Shopping For God. . .

The fact that we as adults all too often define ourselves by our work and worldly possessions has not been lost on our kids. In today’s world, that message is powerfully and consistently reinforced by the pervasive presence of a marketing machine that sells worldly possessions on the false premise that they are ultimately redemptive, offering us satisfaction, purpose, meaning, and personal peace. Not only are our kids swimming and marinating in the soup of that marketing message from birth, but they are swimming with millions of their peers who have bought into and believed that same message. And now, materialism, entitlement, and conspicuous consumption are marks of both youth culture and our culture at large.

fashion trends 3While hunting down spending trends here in the U.S., I ran across this real time counter from Retale that tracks our retail habits in real time. This is worth a look! Go ahead. Open this link in another window. And then let it run while you keep reading. We sure do eat a lot of McDonald’s fries while we drink our Starbucks coffees, don’t we?!?

What are we really looking for when we spend our money? Are we looking for a durable, high-quality product that will serve a utilitarian purpose and meet a real need? Or, are we looking to satisfy our wants in an effort to fill a hole in our soul? If it’s the latter, welcome to a lifetime of endless spending and buying.

John Mayer sang about exercise in futility a few years ago. Remember his song “Something’s Missing?” (see below). He sings, “I’m dizzy from the shopping malls/I searched for joy, but I bought it all/It doesn’t help the hunger pains/And a thirst I’d have to drown first to satiate. . . Something’s missing/And I don’t know how to fix it/Something’s missing/And I don’t know what it is at all.”

Over the last few days, I’ve been digging in to the late Walker Percy’s Lost in the Cosmos: The Last Self-Help Book. In his chapter entitled “The Self as Nought: Why Most Women and Some Men, are Subject to Fashion,” Percy dissects our love of stuff. Granted, he wrote the book over 30 years ago, so his ascription of fashion to women more than man is out-of-date. . . a reality that makes his commentary even more timely and true!

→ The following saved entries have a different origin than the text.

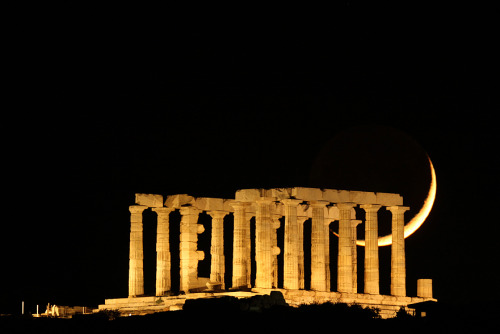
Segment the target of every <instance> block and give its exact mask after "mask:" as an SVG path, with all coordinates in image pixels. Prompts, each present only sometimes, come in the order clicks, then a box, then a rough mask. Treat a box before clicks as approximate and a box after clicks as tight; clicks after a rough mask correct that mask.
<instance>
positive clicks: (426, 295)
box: [417, 278, 432, 298]
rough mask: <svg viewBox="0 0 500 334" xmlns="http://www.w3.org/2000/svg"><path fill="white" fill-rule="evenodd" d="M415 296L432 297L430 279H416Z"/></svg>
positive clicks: (431, 297)
mask: <svg viewBox="0 0 500 334" xmlns="http://www.w3.org/2000/svg"><path fill="white" fill-rule="evenodd" d="M417 297H422V298H432V279H429V278H425V279H424V278H422V279H419V280H417Z"/></svg>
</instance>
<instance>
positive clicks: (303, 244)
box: [297, 216, 308, 290]
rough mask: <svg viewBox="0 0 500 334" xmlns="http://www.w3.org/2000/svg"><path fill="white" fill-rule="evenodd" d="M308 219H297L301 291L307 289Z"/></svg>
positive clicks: (303, 217)
mask: <svg viewBox="0 0 500 334" xmlns="http://www.w3.org/2000/svg"><path fill="white" fill-rule="evenodd" d="M307 219H308V218H307V217H304V216H302V217H297V225H298V231H299V235H298V237H299V238H298V249H299V289H302V290H304V289H305V283H304V282H305V280H304V222H305V221H306V220H307Z"/></svg>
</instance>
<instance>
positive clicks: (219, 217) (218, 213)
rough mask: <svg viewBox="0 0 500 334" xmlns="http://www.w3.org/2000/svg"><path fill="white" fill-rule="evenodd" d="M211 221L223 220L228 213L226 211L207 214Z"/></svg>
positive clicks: (212, 211) (222, 211)
mask: <svg viewBox="0 0 500 334" xmlns="http://www.w3.org/2000/svg"><path fill="white" fill-rule="evenodd" d="M207 213H208V214H209V215H210V217H212V219H224V217H225V216H226V215H227V214H228V213H229V212H227V211H221V210H214V211H208V212H207Z"/></svg>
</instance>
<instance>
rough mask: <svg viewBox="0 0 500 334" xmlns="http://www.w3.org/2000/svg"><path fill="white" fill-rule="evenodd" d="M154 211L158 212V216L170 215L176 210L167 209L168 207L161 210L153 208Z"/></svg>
mask: <svg viewBox="0 0 500 334" xmlns="http://www.w3.org/2000/svg"><path fill="white" fill-rule="evenodd" d="M151 210H152V211H154V212H156V213H157V214H158V216H161V215H168V214H169V213H170V212H172V211H174V210H175V209H174V208H167V207H161V208H151Z"/></svg>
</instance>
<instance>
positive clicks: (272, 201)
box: [255, 197, 276, 203]
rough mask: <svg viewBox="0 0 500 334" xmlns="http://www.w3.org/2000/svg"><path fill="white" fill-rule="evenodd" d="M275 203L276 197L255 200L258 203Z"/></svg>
mask: <svg viewBox="0 0 500 334" xmlns="http://www.w3.org/2000/svg"><path fill="white" fill-rule="evenodd" d="M275 201H276V197H259V198H257V199H256V200H255V202H256V203H271V202H275Z"/></svg>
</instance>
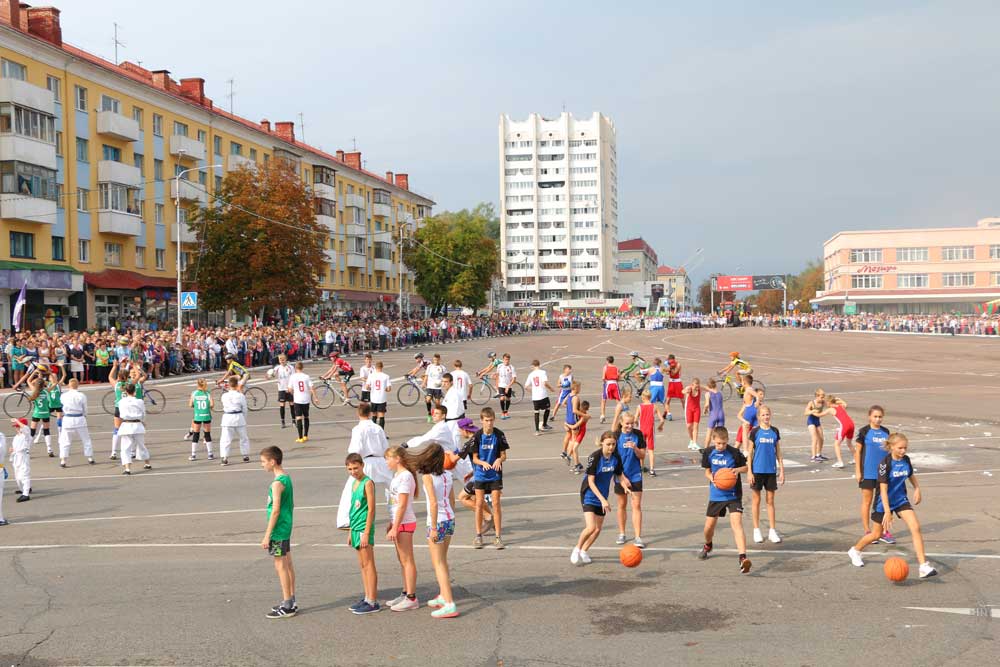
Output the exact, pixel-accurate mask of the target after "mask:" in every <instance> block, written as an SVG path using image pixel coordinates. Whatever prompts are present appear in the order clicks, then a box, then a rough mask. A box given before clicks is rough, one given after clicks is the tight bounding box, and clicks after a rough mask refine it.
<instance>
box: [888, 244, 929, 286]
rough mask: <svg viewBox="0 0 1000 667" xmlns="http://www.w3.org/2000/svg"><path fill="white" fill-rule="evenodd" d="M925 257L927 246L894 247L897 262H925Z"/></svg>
mask: <svg viewBox="0 0 1000 667" xmlns="http://www.w3.org/2000/svg"><path fill="white" fill-rule="evenodd" d="M927 259H928V255H927V248H896V261H897V262H926V261H927ZM914 287H917V286H916V285H915V286H914ZM920 287H926V285H920Z"/></svg>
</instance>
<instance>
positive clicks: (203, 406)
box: [191, 389, 212, 422]
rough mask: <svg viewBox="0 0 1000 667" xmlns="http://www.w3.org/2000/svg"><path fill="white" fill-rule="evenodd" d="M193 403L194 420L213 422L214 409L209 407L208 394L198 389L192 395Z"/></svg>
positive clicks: (210, 407)
mask: <svg viewBox="0 0 1000 667" xmlns="http://www.w3.org/2000/svg"><path fill="white" fill-rule="evenodd" d="M191 399H192V400H191V402H192V403H194V420H195V421H196V422H209V421H212V409H211V407H210V406H209V401H208V392H207V391H202V390H201V389H196V390H195V392H194V393H193V394H191Z"/></svg>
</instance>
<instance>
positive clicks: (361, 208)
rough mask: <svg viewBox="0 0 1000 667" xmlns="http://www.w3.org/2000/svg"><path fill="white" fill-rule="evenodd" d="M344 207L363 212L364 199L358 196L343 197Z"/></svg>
mask: <svg viewBox="0 0 1000 667" xmlns="http://www.w3.org/2000/svg"><path fill="white" fill-rule="evenodd" d="M344 206H350V207H352V208H360V209H361V210H364V208H365V198H364V197H363V196H361V195H358V194H348V195H344Z"/></svg>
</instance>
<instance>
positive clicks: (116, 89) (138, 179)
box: [0, 0, 434, 330]
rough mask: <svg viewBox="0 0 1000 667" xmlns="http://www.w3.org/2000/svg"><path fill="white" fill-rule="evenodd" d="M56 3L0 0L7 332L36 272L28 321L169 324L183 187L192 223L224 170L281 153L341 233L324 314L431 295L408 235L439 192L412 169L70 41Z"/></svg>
mask: <svg viewBox="0 0 1000 667" xmlns="http://www.w3.org/2000/svg"><path fill="white" fill-rule="evenodd" d="M59 13H60V12H59V10H58V9H56V8H53V7H29V6H28V5H25V4H23V3H20V4H19V3H17V2H11V1H10V0H0V225H2V233H0V329H9V328H10V324H11V311H12V309H13V306H14V302H15V300H16V299H17V294H18V293H19V292H20V290H21V288H22V286H23V285H25V284H26V285H27V300H28V301H27V316H26V317H27V319H26V326H28V327H30V328H40V327H42V326H46V327H48V328H50V329H63V330H79V329H84V328H93V327H108V326H114V325H119V326H122V325H127V324H129V323H132V322H139V323H143V322H146V323H154V322H155V323H157V324H158V325H160V326H170V324H171V321H172V319H171V316H172V314H173V313H175V312H176V298H177V295H176V277H177V255H176V253H177V245H176V244H177V242H178V241H179V242H180V244H181V262H180V264H181V267H182V269H183V267H184V266H186V265H187V263H189V262H193V261H196V259H197V247H196V246H195V245H194V244H193V241H194V235H193V234H192V233H191V232H190V231H189V230H188V229H187V226H186V225H185V224H183V222H182V224H181V225H180V228H181V229H180V232H178V229H177V228H178V225H176V224H175V220H176V216H177V209H176V207H175V201H176V200H177V198H178V195H179V199H180V202H181V218H182V221H183V220H186V217H187V213H188V210H189V209H190V207H191V206H195V205H198V206H207V205H212V204H213V203H214V201H215V200H214V193H215V192H216V191H217V190H218V189H219V187H220V185H221V183H222V179H223V177H224V176H225V174H226V173H227V172H228V171H232V170H235V169H239V168H241V167H249V168H252V167H253V166H254V165H258V164H266V163H267V162H268V161H270V160H274V159H283V160H288V161H290V162H292V163H293V164H294V165H295V166H296V169H297V170H298V171H299V172H300V174H301V177H302V179H303V180H304V181H305V182H306V183H309V184H310V185H311V187H312V191H313V193H314V195H315V198H316V216H317V221H319V222H320V223H321V224H322V225H324V226H325V227H326V228H327V229H328V230H329V232H330V234H329V238H328V239H327V241H326V248H327V255H328V258H329V265H328V272H327V274H326V275H323V276H320V278H321V281H320V291H319V293H318V294H317V295H316V298H317V308H318V309H319V310H322V311H324V312H328V311H344V310H357V309H364V308H395V307H397V302H398V300H399V299H400V295H402V299H403V305H404V306H405V307H407V308H410V307H418V306H421V305H423V301H422V300H421V299H420V298H419V297H418V296H417V295H415V294H413V274H412V272H409V271H408V270H407V269H406V267H405V265H404V264H402V262H401V258H400V255H399V243H398V241H399V239H400V238H401V237H402V236H406V235H408V234H410V233H412V231H413V230H415V229H416V227H417V225H419V224H420V222H421V221H422V220H423V218H425V217H426V216H428V215H430V214H431V207H432V206H433V204H434V202H433V201H431V200H430V199H429V198H427V197H425V196H422V195H420V194H417V193H416V192H413V191H412V190H411V189H410V187H409V176H408V174H405V173H398V174H393V173H392V172H386V173H385V174H384V175H378V174H375V173H372V172H370V171H367V170H366V169H364V165H363V163H362V159H361V153H360V152H357V151H354V152H344V151H336V153H335V154H334V155H330V154H327V153H324V152H322V151H320V150H318V149H316V148H313V147H311V146H309V145H307V144H305V143H303V142H301V141H299V140H297V139H296V137H295V126H294V123H292V122H276V123H273V124H272V123H271V122H269V121H267V120H261V121H260V122H253V121H250V120H247V119H244V118H240V117H238V116H234V115H232V114H230V113H227V112H225V111H223V110H222V109H219V108H217V107H215V106H214V104H213V103H212V100H210V99H209V98H207V97H205V93H204V83H205V82H204V79H200V78H184V79H180V80H179V81H176V80H174V79H173V78H171V76H170V73H169V72H168V71H166V70H148V69H145V68H143V67H140V66H138V65H136V64H133V63H129V62H123V63H120V64H115V63H111V62H108V61H105V60H103V59H101V58H98V57H96V56H94V55H92V54H89V53H87V52H85V51H82V50H80V49H78V48H75V47H73V46H71V45H69V44H66V43H64V42H63V41H62V31H61V28H60V22H59ZM181 172H185V173H184V174H183V176H182V177H181V178H180V179H178V178H176V176H177V175H178V174H180V173H181ZM178 190H179V192H178ZM178 234H179V236H180V238H179V239H178V238H177V237H178ZM171 304H173V305H171ZM198 315H199V319H200V321H203V322H204V321H207V319H208V314H206V313H199V314H198Z"/></svg>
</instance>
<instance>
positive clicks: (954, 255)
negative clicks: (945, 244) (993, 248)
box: [941, 245, 976, 262]
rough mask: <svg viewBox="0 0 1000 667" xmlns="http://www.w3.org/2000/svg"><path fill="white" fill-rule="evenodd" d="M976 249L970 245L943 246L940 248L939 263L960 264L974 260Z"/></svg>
mask: <svg viewBox="0 0 1000 667" xmlns="http://www.w3.org/2000/svg"><path fill="white" fill-rule="evenodd" d="M975 258H976V247H975V246H971V245H956V246H945V247H943V248H941V261H943V262H960V261H962V260H964V259H975Z"/></svg>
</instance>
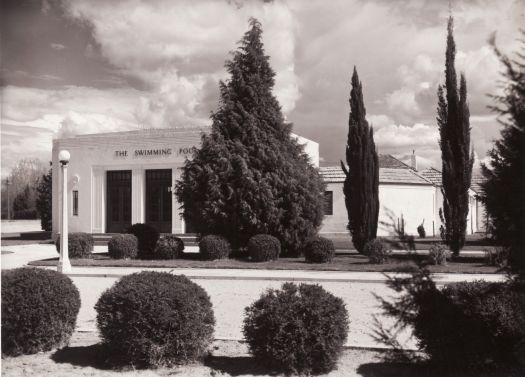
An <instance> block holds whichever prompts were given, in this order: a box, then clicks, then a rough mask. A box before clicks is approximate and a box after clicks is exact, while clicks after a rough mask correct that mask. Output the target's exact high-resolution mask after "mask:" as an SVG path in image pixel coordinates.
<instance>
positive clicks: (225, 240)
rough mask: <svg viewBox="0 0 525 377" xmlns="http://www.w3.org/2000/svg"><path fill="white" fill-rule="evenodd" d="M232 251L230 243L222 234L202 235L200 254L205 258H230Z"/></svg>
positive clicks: (199, 253)
mask: <svg viewBox="0 0 525 377" xmlns="http://www.w3.org/2000/svg"><path fill="white" fill-rule="evenodd" d="M230 253H231V246H230V243H229V242H228V240H227V239H226V238H224V237H222V236H216V235H213V234H210V235H207V236H204V237H202V238H201V240H200V242H199V254H200V255H201V257H202V258H203V259H205V260H214V259H223V258H228V256H229V255H230Z"/></svg>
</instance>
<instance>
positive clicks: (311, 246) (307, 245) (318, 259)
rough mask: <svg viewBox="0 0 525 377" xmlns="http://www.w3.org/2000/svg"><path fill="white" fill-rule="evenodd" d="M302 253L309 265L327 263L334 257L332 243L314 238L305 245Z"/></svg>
mask: <svg viewBox="0 0 525 377" xmlns="http://www.w3.org/2000/svg"><path fill="white" fill-rule="evenodd" d="M303 253H304V257H305V259H306V261H307V262H309V263H328V262H331V261H332V259H334V256H335V247H334V243H333V242H332V240H329V239H328V238H324V237H315V238H312V239H310V240H309V241H308V242H307V243H306V245H305V248H304V252H303Z"/></svg>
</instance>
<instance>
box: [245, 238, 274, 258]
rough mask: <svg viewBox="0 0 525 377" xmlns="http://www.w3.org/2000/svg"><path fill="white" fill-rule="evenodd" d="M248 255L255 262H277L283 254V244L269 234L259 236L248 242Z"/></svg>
mask: <svg viewBox="0 0 525 377" xmlns="http://www.w3.org/2000/svg"><path fill="white" fill-rule="evenodd" d="M248 254H249V255H250V258H251V260H252V261H253V262H266V261H269V260H277V259H278V258H279V254H281V242H280V241H279V240H278V239H277V238H275V237H274V236H270V235H269V234H257V235H255V236H253V237H251V238H250V240H249V241H248Z"/></svg>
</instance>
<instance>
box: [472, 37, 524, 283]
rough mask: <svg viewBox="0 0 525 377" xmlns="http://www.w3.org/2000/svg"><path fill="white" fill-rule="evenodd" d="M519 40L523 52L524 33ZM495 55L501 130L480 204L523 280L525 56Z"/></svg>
mask: <svg viewBox="0 0 525 377" xmlns="http://www.w3.org/2000/svg"><path fill="white" fill-rule="evenodd" d="M521 37H522V38H521V42H522V47H521V51H524V50H525V31H522V32H521ZM493 46H494V41H493ZM494 51H495V52H496V55H497V56H498V57H499V59H500V61H501V62H502V64H503V66H504V71H503V76H504V79H505V85H504V86H503V94H501V95H493V96H492V98H493V100H494V101H495V103H496V104H495V105H494V106H492V107H491V108H492V110H493V111H495V112H496V113H497V114H499V115H500V117H499V119H498V120H499V122H500V123H501V124H502V125H503V129H502V130H501V137H500V138H499V139H498V140H496V142H495V143H494V147H493V148H492V150H491V151H490V152H489V154H488V155H489V157H490V166H487V165H482V172H483V175H484V176H485V178H486V179H487V180H486V181H485V182H484V183H483V184H482V188H483V201H484V202H485V205H486V208H487V213H488V215H489V217H490V221H491V225H492V226H491V233H492V235H493V237H494V238H495V239H496V241H497V242H498V243H499V244H501V245H504V246H507V247H508V248H509V251H510V258H509V262H510V266H511V267H512V268H513V270H515V271H516V272H519V273H521V277H522V279H524V280H525V55H524V54H523V53H521V52H520V53H516V54H515V57H514V59H511V58H509V57H507V56H505V55H503V54H502V53H501V52H500V51H499V50H498V49H497V48H495V46H494Z"/></svg>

Percy wrote, “There is no fashion so absurd, even grotesque, that it cannot be adopted, given two things: the authority of the fashion-setter (Percy mentions Dior and Jackie-O here. In today’s world, there’s an infinite number of examples of people who are jockeying for the lead in fashion-setting) and vacuity or noughtness of the consumer.” Insightful and accurate for sure.

The self, Percy writes, actually morphs as we indulge ourselves in a lifestyle of trying to stay up-to-date and fashionable, a scary thought when you think about how so many now label themselves as a “fashionista.”  These devoted followers of fashion trends (whether conscious and deliberate, or unconsciously striving to keep in step), Percy says, go through “the stages of consumption.”

Here’s how Percy describes this never-ending cycle in which we can momentarily gain the world (over and over and over again), but lose ourselves. . .

First stage: You see an article or a style worn by a person with a certain authority. At first glance it seems outlandish, even absurd. Or ugly, like the long skirt of the New Look of the 1950s.

Second stage: You see more people wearing it. It is still outlandish, but it is an outlandish something and you are fading.

Third stage: You try it on. The saleslady says it is you. You laugh, shrug, shake your head, but secretly the possibility is born that it can be you.

Fourth stage: You but it and wear it. For a while, it is you and you are it. That is, you perceive it as informing you and you as informed, either as a new you or the old real you which has never come to light before.

Fifth stage: Gradually the new style becomes everyday, quotidian, rendered neutral. No matter how exotic it is, like a morsel to which an amoeba is attracted and which it surrounds and takes into itself, it is devoured and becomes part of the transparent flowing substance of the amoeba.

Sixth stage: After a sufficient lapse of time, the husk or residue of the new style is excreted and becomes an oddity, a slightly shameful thing but still attached, like the waste in the excretory vacuole of the amoeba.

Percy continues, “If you don’t believe this, take a look at an old snapshot of yourself. . . You will laugh or frown and put it away. It looks queer. It is no only not you. It is a not-you.”

We’re so easily swayed, aren’t we? So easily fooled. It doesn’t matter our age. We groan and cry out to be healed, and we keep slopping on expensive and time-dated salves that never make us any better. In fact, the habit-forming nature of those salves only render our wounds more deadly, making us want to go back in search of the next-best-fashionable-thing.

Augustine got it right. He wrote, “Thou has made us for thyself, O Lord, and our hearts are restless until they find their rest in thee.”